LipsNet++: Unifying Filter and Controller into a Policy Network

Xujie Song · Liangfa Chen · Tong Liu · Wenxuan Wang · Yinuo Wang · Shentao Qin · Yinsong Ma · Jingliang Duan · Shengbo Li

West Exhibition Hall B2-B3 #W-704
[ ] [ ] [ Project Page ]
Wed 16 Jul 11 a.m. PDT — 1:30 p.m. PDT

Abstract:

Deep reinforcement learning (RL) is effective for decision-making and control tasks like autonomous driving and embodied AI. However, RL policies often suffer from the action fluctuation problem in real-world applications, resulting in severe actuator wear, safety risk, and performance degradation. This paper identifies the two fundamental causes of action fluctuation: observation noise and policy non-smoothness. We propose LipsNet++, a novel policy network with Fourier filter layer and Lipschitz controller layer to separately address both causes. The filter layer incorporates a trainable filter matrix that automatically extracts important frequencies while suppressing noise frequencies in the observations. The controller layer introduces a Jacobian regularization technique to achieve a low Lipschitz constant, ensuring smooth fitting of a policy function. These two layers function analogously to the filter and controller in classical control theory, suggesting that filtering and control capabilities can be seamlessly integrated into a single policy network. Both simulated and real-world experiments demonstrate that LipsNet++ achieves the state-of-the-art noise robustness and action smoothness. The code and videos are publicly available at https://xjsong99.github.io/LipsNet_v2.

Lay Summary:

Deep reinforcement learning (RL) systems used in autonomous vehicles and robots often produce unstable, jittery actions due to noisy sensor data and overly sensitive decision-making algorithms, causing accelerated hardware wear and safety risks.
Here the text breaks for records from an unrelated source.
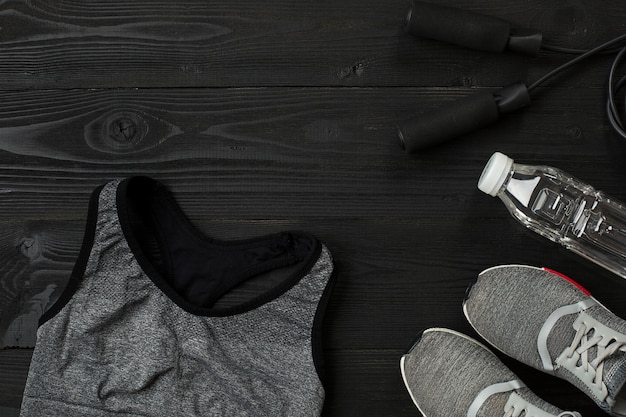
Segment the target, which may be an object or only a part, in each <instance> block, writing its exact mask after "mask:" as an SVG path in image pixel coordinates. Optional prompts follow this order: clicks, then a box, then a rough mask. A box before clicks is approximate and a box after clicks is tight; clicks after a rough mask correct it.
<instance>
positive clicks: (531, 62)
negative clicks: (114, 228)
mask: <svg viewBox="0 0 626 417" xmlns="http://www.w3.org/2000/svg"><path fill="white" fill-rule="evenodd" d="M439 3H440V4H447V5H451V6H456V7H462V8H465V9H468V10H473V11H476V12H479V13H484V14H489V15H493V16H498V17H501V18H504V19H507V20H509V21H511V22H513V23H514V25H515V26H516V27H528V28H533V29H540V30H541V31H542V32H543V33H544V38H545V39H546V40H549V41H551V42H552V43H555V44H558V45H563V46H571V47H581V48H584V47H590V46H592V45H594V44H596V43H598V42H599V41H603V40H606V39H608V38H610V37H613V36H617V35H618V34H621V33H622V32H624V31H625V30H626V23H625V22H626V5H624V4H622V3H620V2H610V4H609V3H606V4H605V3H600V2H598V1H597V0H581V1H573V2H566V3H562V2H552V3H546V2H544V1H539V0H527V1H524V2H513V1H491V0H471V1H470V0H441V1H439ZM409 4H410V2H409V1H408V0H407V1H405V0H390V1H387V2H376V1H372V0H364V1H359V2H356V1H353V0H344V1H339V2H328V1H323V0H320V1H312V2H304V3H302V2H300V3H295V2H290V1H286V0H272V1H270V2H250V1H243V0H242V1H235V2H232V1H229V2H227V1H221V0H220V1H216V2H215V1H214V2H206V1H189V0H187V1H176V2H161V1H151V0H146V1H135V2H121V1H98V2H96V1H87V2H85V1H78V0H75V1H74V0H64V1H28V2H26V1H17V0H5V1H0V98H1V100H0V346H5V345H18V346H28V345H32V342H33V340H34V331H35V324H34V321H35V318H36V316H38V315H39V314H40V312H41V311H42V309H45V308H46V307H47V306H49V305H50V303H52V302H53V301H54V300H55V299H56V298H57V297H58V296H59V293H60V291H62V289H63V287H64V285H65V283H66V282H67V279H68V277H69V274H70V271H71V269H72V266H73V263H74V261H75V259H76V257H77V255H78V251H79V248H80V244H81V239H82V234H83V229H84V225H85V220H86V214H87V213H86V210H87V203H88V199H89V194H90V193H91V191H92V190H93V189H94V188H95V187H97V186H98V185H100V184H102V183H104V182H106V181H108V180H110V179H112V178H118V177H126V176H130V175H150V176H153V177H155V178H156V179H158V180H160V181H162V182H163V183H165V184H166V185H167V186H168V187H169V188H170V189H171V190H172V192H173V193H174V195H175V197H176V198H177V200H178V202H179V204H180V205H181V207H182V209H183V211H185V212H186V213H187V214H188V216H189V218H190V219H191V220H192V222H194V223H195V224H196V225H197V226H198V227H199V228H200V229H201V230H202V231H204V232H205V233H207V234H208V235H210V236H213V237H217V238H223V239H240V238H246V237H252V236H257V235H261V234H266V233H273V232H277V231H281V230H293V229H300V230H306V231H309V232H312V233H313V234H315V235H316V236H318V237H319V238H320V239H321V240H322V241H323V242H324V243H325V244H326V245H327V246H328V247H329V248H330V250H331V252H332V254H333V256H334V261H335V266H336V270H337V272H338V282H337V285H336V288H335V291H334V293H333V297H332V298H331V301H330V305H329V307H328V312H327V316H326V321H325V323H324V356H325V360H326V363H327V366H326V369H327V372H328V376H329V378H328V380H327V401H326V406H325V410H324V413H323V415H324V416H328V417H335V416H341V417H345V416H359V417H361V416H362V417H368V416H415V415H417V414H418V412H417V411H416V409H415V407H414V406H413V404H412V403H411V400H410V398H409V396H408V395H407V394H406V391H405V389H404V387H403V384H402V381H401V378H400V373H399V368H398V361H399V358H400V356H401V355H402V354H403V353H404V352H405V350H406V349H407V348H408V347H409V346H410V344H411V343H412V341H413V339H414V338H415V336H416V335H417V334H418V333H419V332H420V331H421V330H423V329H425V328H427V327H432V326H441V327H450V328H453V329H456V330H459V331H463V332H466V333H468V334H470V335H473V336H475V335H474V334H473V333H472V331H471V329H470V328H469V326H468V324H467V323H466V322H465V319H464V317H463V314H462V311H461V302H462V300H463V297H464V294H465V291H466V288H467V286H468V285H469V283H470V282H471V281H472V280H473V279H474V277H475V276H476V275H477V274H478V273H479V272H480V271H481V270H482V269H484V268H487V267H490V266H493V265H497V264H506V263H521V264H531V265H546V266H549V267H551V268H553V269H556V270H559V271H561V272H563V273H565V274H567V275H570V276H572V277H575V278H576V279H577V280H579V281H580V282H581V283H582V284H583V285H585V286H586V287H587V288H588V289H589V290H590V291H591V292H592V293H593V294H594V295H595V296H596V297H597V298H598V299H599V300H600V301H601V302H602V303H603V304H604V305H606V306H607V307H608V308H610V309H611V310H613V311H614V312H615V313H616V314H618V315H619V316H621V317H626V303H624V294H625V293H626V281H624V280H622V279H620V278H618V277H616V276H614V275H613V274H611V273H609V272H607V271H604V270H602V269H601V268H599V267H597V266H595V265H593V264H591V263H589V262H587V261H585V260H584V259H582V258H580V257H578V256H576V255H574V254H572V253H571V252H568V251H567V250H565V249H563V248H560V247H559V246H558V245H556V244H553V243H551V242H549V241H547V240H546V239H544V238H541V237H540V236H538V235H535V234H533V233H531V232H530V231H527V230H525V229H524V228H523V227H522V226H521V225H519V224H518V223H517V222H516V221H515V220H513V219H512V218H511V217H510V216H509V214H508V213H507V212H506V210H505V208H504V207H503V206H502V204H501V203H500V202H499V201H497V200H496V199H492V198H490V197H488V196H485V195H484V194H482V193H480V192H479V191H478V190H477V189H476V182H477V179H478V177H479V175H480V172H481V170H482V168H483V166H484V163H485V162H486V160H487V159H488V158H489V156H490V155H491V153H492V152H494V151H496V150H498V151H501V152H504V153H507V154H509V155H511V156H513V157H514V158H515V159H516V160H517V161H519V162H526V163H536V164H547V165H553V166H557V167H559V168H561V169H563V170H565V171H567V172H569V173H571V174H573V175H575V176H576V177H578V178H580V179H582V180H584V181H586V182H588V183H589V184H592V185H594V186H596V187H597V188H599V189H602V190H604V191H606V192H607V193H608V194H610V195H612V196H614V197H616V198H619V199H622V200H626V191H625V190H624V189H623V184H624V182H625V181H626V171H624V169H623V166H624V163H623V161H624V159H625V158H626V146H625V145H624V142H623V141H622V140H621V139H619V138H618V137H617V136H616V135H615V134H614V133H613V132H612V131H611V130H610V128H609V125H608V122H607V119H606V115H605V110H604V106H605V103H604V100H605V98H606V92H605V88H606V77H607V74H608V68H609V63H610V58H609V57H600V58H598V59H595V60H592V61H590V62H588V63H585V64H583V65H581V66H580V67H579V68H578V70H577V71H573V72H568V73H566V74H564V75H563V76H560V77H559V78H558V79H557V80H555V81H554V82H552V83H548V84H546V85H545V86H544V87H542V88H540V89H539V91H537V93H536V94H535V95H533V101H532V103H531V105H530V106H529V107H528V108H526V109H524V110H523V111H520V112H517V113H515V114H511V115H508V116H506V117H503V118H502V119H501V120H500V121H499V122H498V123H497V124H494V125H492V126H490V127H487V128H485V129H482V130H480V131H477V132H474V133H471V134H468V135H465V136H464V137H462V138H459V139H458V140H455V141H453V142H450V143H448V144H445V145H443V146H441V147H438V148H435V149H431V150H428V151H424V152H421V153H419V154H417V155H410V156H409V155H406V154H405V153H404V152H403V151H402V150H401V149H400V146H399V143H398V140H397V138H396V132H395V130H396V127H395V125H396V123H397V122H398V121H399V120H402V119H405V118H409V117H413V116H415V115H417V114H421V113H423V112H426V111H429V110H433V109H436V108H437V107H439V106H443V105H445V104H446V103H449V102H451V101H452V100H455V99H458V98H460V97H463V96H466V95H469V94H472V93H475V92H476V91H479V90H482V89H486V88H492V87H500V86H502V85H505V84H508V83H510V82H514V81H517V80H520V79H521V80H534V79H537V78H538V77H539V76H541V75H543V74H544V73H545V72H547V71H549V70H550V69H552V68H554V67H555V66H557V65H559V64H561V63H563V62H565V60H566V59H567V57H565V56H562V55H560V54H553V53H542V54H541V55H540V56H539V57H538V58H533V59H529V58H524V57H519V56H516V55H514V54H488V53H481V52H475V51H469V50H466V49H463V48H459V47H456V46H453V45H445V44H443V43H440V42H436V41H432V40H427V39H417V38H415V37H412V36H410V35H408V34H406V33H403V30H402V22H403V19H404V17H405V15H406V12H407V10H408V7H409ZM31 354H32V350H30V349H8V350H0V414H1V413H9V412H10V411H9V410H12V412H13V413H15V412H16V411H17V410H18V409H19V405H20V401H21V395H22V390H23V387H24V383H25V380H26V374H27V371H28V364H29V360H30V355H31ZM502 359H503V360H504V361H505V363H506V364H507V365H509V366H510V367H511V368H513V369H514V371H515V372H516V373H517V374H518V375H519V376H520V377H521V378H522V379H523V380H524V381H525V382H526V383H527V384H528V385H529V386H530V387H531V388H532V389H533V390H534V391H535V392H537V393H538V394H540V395H541V396H542V397H543V398H545V399H546V400H548V401H551V402H553V403H554V404H555V405H558V406H560V407H562V408H567V409H572V408H573V409H577V410H578V411H580V412H581V413H583V415H586V416H590V415H597V414H598V409H597V408H596V407H595V406H594V405H593V404H592V403H591V401H590V400H588V399H587V398H585V397H584V396H582V395H580V394H579V393H578V392H577V391H576V390H574V389H573V388H572V387H571V386H569V385H567V384H564V383H561V382H558V381H556V380H555V379H553V378H551V377H548V376H545V375H543V374H539V373H538V372H536V371H533V370H530V369H528V368H527V367H524V366H522V365H520V364H518V363H515V362H514V361H512V360H509V359H507V358H504V357H502Z"/></svg>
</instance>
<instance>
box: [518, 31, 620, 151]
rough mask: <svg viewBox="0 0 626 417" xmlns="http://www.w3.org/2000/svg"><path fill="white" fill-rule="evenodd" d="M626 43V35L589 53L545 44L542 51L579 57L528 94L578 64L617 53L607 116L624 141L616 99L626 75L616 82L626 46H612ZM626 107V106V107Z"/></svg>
mask: <svg viewBox="0 0 626 417" xmlns="http://www.w3.org/2000/svg"><path fill="white" fill-rule="evenodd" d="M624 41H626V34H624V35H621V36H618V37H616V38H614V39H611V40H610V41H608V42H605V43H603V44H601V45H599V46H596V47H595V48H592V49H589V50H587V51H585V50H580V49H573V48H565V47H560V46H556V45H550V44H543V45H542V49H544V50H546V51H551V52H559V53H567V54H578V56H577V57H576V58H574V59H572V60H570V61H568V62H566V63H565V64H563V65H561V66H559V67H557V68H555V69H553V70H552V71H550V72H548V73H547V74H545V75H544V76H542V77H541V78H539V79H538V80H537V81H535V82H533V83H532V84H530V86H529V87H528V92H529V93H530V92H531V91H532V90H534V89H536V88H537V87H539V86H540V85H541V84H543V83H544V82H546V81H547V80H549V79H550V78H552V77H554V76H556V75H558V74H560V73H561V72H563V71H565V70H566V69H568V68H570V67H572V66H574V65H576V64H578V63H579V62H581V61H583V60H585V59H587V58H589V57H591V56H593V55H597V54H600V53H604V54H613V53H616V52H617V56H616V57H615V59H614V60H613V64H612V65H611V71H610V72H609V85H608V97H607V104H606V107H607V114H608V118H609V122H610V123H611V126H612V127H613V129H614V130H615V131H616V132H617V133H618V134H619V135H620V136H621V137H622V138H624V139H626V130H625V128H624V122H623V121H622V117H621V116H620V112H619V109H618V107H617V104H616V98H617V96H618V94H619V93H620V91H621V90H622V89H623V88H624V86H625V85H626V75H624V76H622V78H621V79H619V80H618V81H617V82H616V81H615V79H616V77H617V75H616V73H617V71H618V68H619V66H620V64H621V63H622V60H623V59H624V56H626V46H619V47H615V48H612V49H610V48H611V47H612V46H615V45H617V44H619V43H620V42H624ZM625 106H626V105H625Z"/></svg>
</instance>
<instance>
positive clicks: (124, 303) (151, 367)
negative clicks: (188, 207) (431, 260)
mask: <svg viewBox="0 0 626 417" xmlns="http://www.w3.org/2000/svg"><path fill="white" fill-rule="evenodd" d="M118 185H119V182H113V183H109V184H107V185H106V186H105V187H104V188H103V189H102V191H101V192H100V196H99V207H98V215H97V226H96V229H95V239H94V242H93V247H92V249H91V252H90V254H89V259H88V262H87V265H86V270H85V273H84V277H83V278H82V280H81V282H80V285H79V286H78V288H77V289H76V291H75V293H74V294H73V296H72V298H71V299H70V300H69V302H67V304H65V305H64V306H63V307H62V308H61V309H60V311H59V312H58V313H57V314H56V315H54V317H52V318H51V319H49V320H48V321H46V322H45V323H44V324H42V325H41V326H40V327H39V329H38V333H37V338H38V339H37V344H36V347H35V351H34V354H33V359H32V363H31V367H30V372H29V376H28V381H27V385H26V389H25V392H24V398H23V403H22V411H21V416H22V417H30V416H32V417H41V416H46V417H50V416H63V417H72V416H81V417H82V416H98V417H105V416H152V417H160V416H163V417H172V416H250V417H259V416H317V415H319V414H320V413H321V409H322V405H323V401H324V389H323V387H322V384H321V382H320V379H319V377H318V374H317V372H316V367H315V364H314V360H313V351H312V328H313V325H314V320H315V317H316V311H317V307H318V302H319V301H320V298H321V296H322V293H323V291H324V289H325V287H326V284H327V282H328V280H329V278H330V275H331V272H332V268H333V267H332V260H331V256H330V253H329V252H328V250H327V249H326V248H325V247H323V246H322V247H321V251H320V252H319V257H318V258H316V259H314V261H313V263H312V267H311V268H310V269H309V270H307V271H308V272H307V271H304V272H303V276H302V277H301V278H300V279H299V281H297V282H296V283H295V284H294V285H293V286H292V287H290V288H287V289H286V290H285V291H284V292H282V293H279V294H277V295H276V296H275V297H274V298H272V299H270V300H269V301H267V302H265V303H264V304H262V305H260V306H258V307H256V308H254V309H251V310H249V311H244V312H240V313H238V314H233V315H225V316H202V315H196V314H192V313H190V312H188V311H186V310H184V309H182V308H181V307H180V306H178V305H177V304H176V303H174V302H173V301H172V299H170V298H169V297H168V296H167V295H166V294H165V293H164V292H163V291H161V290H160V289H159V288H158V287H157V286H156V285H155V283H154V282H153V280H151V279H150V277H149V276H148V275H147V273H146V272H145V271H144V270H143V269H142V267H141V266H140V264H139V263H138V262H137V259H136V257H135V255H134V254H133V252H132V251H131V250H130V248H129V245H128V242H127V239H126V238H125V236H124V233H123V232H122V229H121V226H120V219H119V217H118V210H117V207H116V189H117V187H118Z"/></svg>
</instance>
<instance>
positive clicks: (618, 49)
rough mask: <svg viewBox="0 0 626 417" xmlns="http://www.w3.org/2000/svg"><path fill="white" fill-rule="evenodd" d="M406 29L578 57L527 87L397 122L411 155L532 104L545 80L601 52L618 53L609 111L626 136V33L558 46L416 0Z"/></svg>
mask: <svg viewBox="0 0 626 417" xmlns="http://www.w3.org/2000/svg"><path fill="white" fill-rule="evenodd" d="M406 30H407V32H409V33H411V34H413V35H415V36H419V37H424V38H429V39H435V40H439V41H444V42H448V43H452V44H456V45H459V46H464V47H468V48H472V49H475V50H480V51H487V52H504V51H507V50H508V51H511V52H515V53H520V54H524V55H527V56H537V55H538V54H539V52H540V51H542V50H543V51H550V52H557V53H564V54H574V55H578V56H576V57H575V58H573V59H571V60H570V61H568V62H566V63H564V64H563V65H561V66H559V67H557V68H555V69H553V70H552V71H550V72H548V73H547V74H545V75H544V76H542V77H541V78H539V79H538V80H536V81H534V82H532V83H530V84H529V85H527V84H526V83H525V82H523V81H518V82H516V83H513V84H510V85H508V86H505V87H504V88H502V89H500V90H497V91H495V92H488V91H482V92H479V93H476V94H474V95H471V96H467V97H464V98H462V99H460V100H457V101H455V102H453V103H451V104H450V105H448V106H446V107H445V108H439V109H435V110H433V111H429V112H427V113H424V114H421V115H419V116H417V117H415V118H412V119H409V120H405V121H403V122H401V123H399V124H398V138H399V139H400V143H401V145H402V147H403V148H404V150H405V151H406V152H408V153H414V152H418V151H420V150H422V149H425V148H428V147H431V146H434V145H437V144H440V143H443V142H446V141H448V140H451V139H454V138H456V137H458V136H462V135H464V134H467V133H470V132H472V131H474V130H477V129H479V128H482V127H485V126H488V125H490V124H492V123H494V122H496V121H497V120H498V119H499V118H500V115H502V114H506V113H510V112H513V111H516V110H519V109H521V108H523V107H526V106H528V105H529V104H530V97H531V95H532V94H533V93H534V92H536V89H537V88H538V87H539V86H540V85H542V84H543V83H545V82H546V81H548V80H550V79H551V78H554V77H555V76H557V75H558V74H561V73H562V72H564V71H565V70H567V69H569V68H571V67H573V66H575V65H576V64H578V63H579V62H581V61H583V60H585V59H587V58H589V57H591V56H595V55H598V54H600V53H603V54H615V53H616V54H617V55H616V57H615V59H614V60H613V63H612V65H611V70H610V72H609V80H608V97H607V104H606V109H607V114H608V119H609V122H610V124H611V126H612V127H613V129H614V130H615V132H617V134H618V135H620V136H621V137H622V138H624V139H626V130H625V124H624V121H623V120H622V117H621V116H620V113H619V109H618V106H617V102H616V100H617V97H618V95H619V94H620V92H621V90H622V89H623V87H624V86H625V85H626V75H622V76H621V78H620V76H619V75H618V74H617V73H618V69H619V67H620V65H621V63H622V61H623V59H624V56H625V55H626V45H624V43H626V34H623V35H620V36H618V37H616V38H614V39H611V40H610V41H608V42H605V43H603V44H601V45H598V46H596V47H595V48H592V49H589V50H580V49H573V48H566V47H560V46H557V45H551V44H549V43H545V42H543V37H542V35H541V33H540V32H536V31H532V30H527V29H514V28H512V26H511V24H510V23H509V22H507V21H506V20H503V19H500V18H497V17H493V16H486V15H482V14H478V13H475V12H470V11H467V10H461V9H457V8H453V7H448V6H441V5H436V4H431V3H425V2H421V1H417V0H415V1H413V4H412V7H411V10H410V11H409V14H408V16H407V20H406Z"/></svg>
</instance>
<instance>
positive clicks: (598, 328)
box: [463, 265, 626, 417]
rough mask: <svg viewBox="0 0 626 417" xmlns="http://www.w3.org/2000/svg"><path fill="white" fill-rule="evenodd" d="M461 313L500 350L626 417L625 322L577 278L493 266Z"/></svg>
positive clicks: (596, 403)
mask: <svg viewBox="0 0 626 417" xmlns="http://www.w3.org/2000/svg"><path fill="white" fill-rule="evenodd" d="M463 311H464V313H465V316H466V317H467V319H468V321H469V322H470V324H471V325H472V327H474V329H475V330H476V332H478V334H480V335H481V336H482V337H483V338H484V339H485V340H486V341H487V342H489V343H490V344H491V345H493V346H494V347H495V348H496V349H499V350H500V351H502V352H503V353H505V354H506V355H508V356H511V357H513V358H515V359H517V360H519V361H521V362H523V363H525V364H527V365H530V366H532V367H534V368H536V369H539V370H542V371H544V372H547V373H550V374H552V375H555V376H557V377H560V378H562V379H565V380H567V381H569V382H571V383H572V384H574V385H575V386H576V387H578V388H579V389H580V390H581V391H583V392H584V393H586V394H587V395H588V396H589V397H591V398H592V399H593V400H594V401H595V402H596V404H598V406H599V407H600V408H602V410H604V411H605V412H607V413H608V414H610V415H612V416H616V417H623V416H626V390H625V389H624V382H626V354H625V351H626V321H624V320H622V319H621V318H619V317H617V316H616V315H614V314H613V313H611V312H610V311H609V310H608V309H607V308H606V307H604V306H602V305H601V304H600V303H599V302H598V301H597V300H595V299H594V298H593V297H591V296H590V294H589V292H588V291H586V290H585V289H584V288H583V287H582V286H580V285H579V284H577V283H576V282H574V281H573V280H572V279H570V278H568V277H566V276H564V275H562V274H560V273H558V272H555V271H552V270H549V269H546V268H536V267H531V266H522V265H504V266H497V267H494V268H490V269H487V270H485V271H483V272H482V273H481V274H480V275H479V276H478V279H477V281H476V282H475V283H474V284H473V286H471V287H470V288H469V289H468V293H467V297H466V299H465V301H464V303H463Z"/></svg>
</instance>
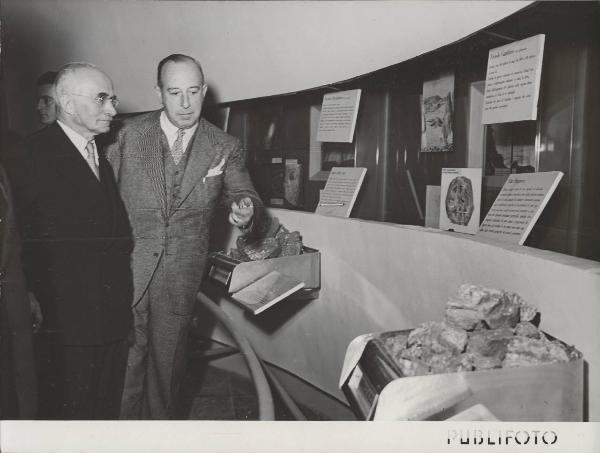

In response, we introduce LipsNet++, a unified policy architecture inspired by classical control theory that embeds an adaptive filtering stage—analogous to noise-canceling headphones removing spurious signals—and a Lipschitz smoothing stage—akin to shock absorbers damping abrupt motions. Experimental validation across simulated and physical platforms shows LipsNet++ substantially reduces action fluctuations compared to standard deep RL policies. By reducing action fluctuation, LipsNet++ enhances the robustness, reliability and lifespan of AI systems operating in complex, unpredictable environments.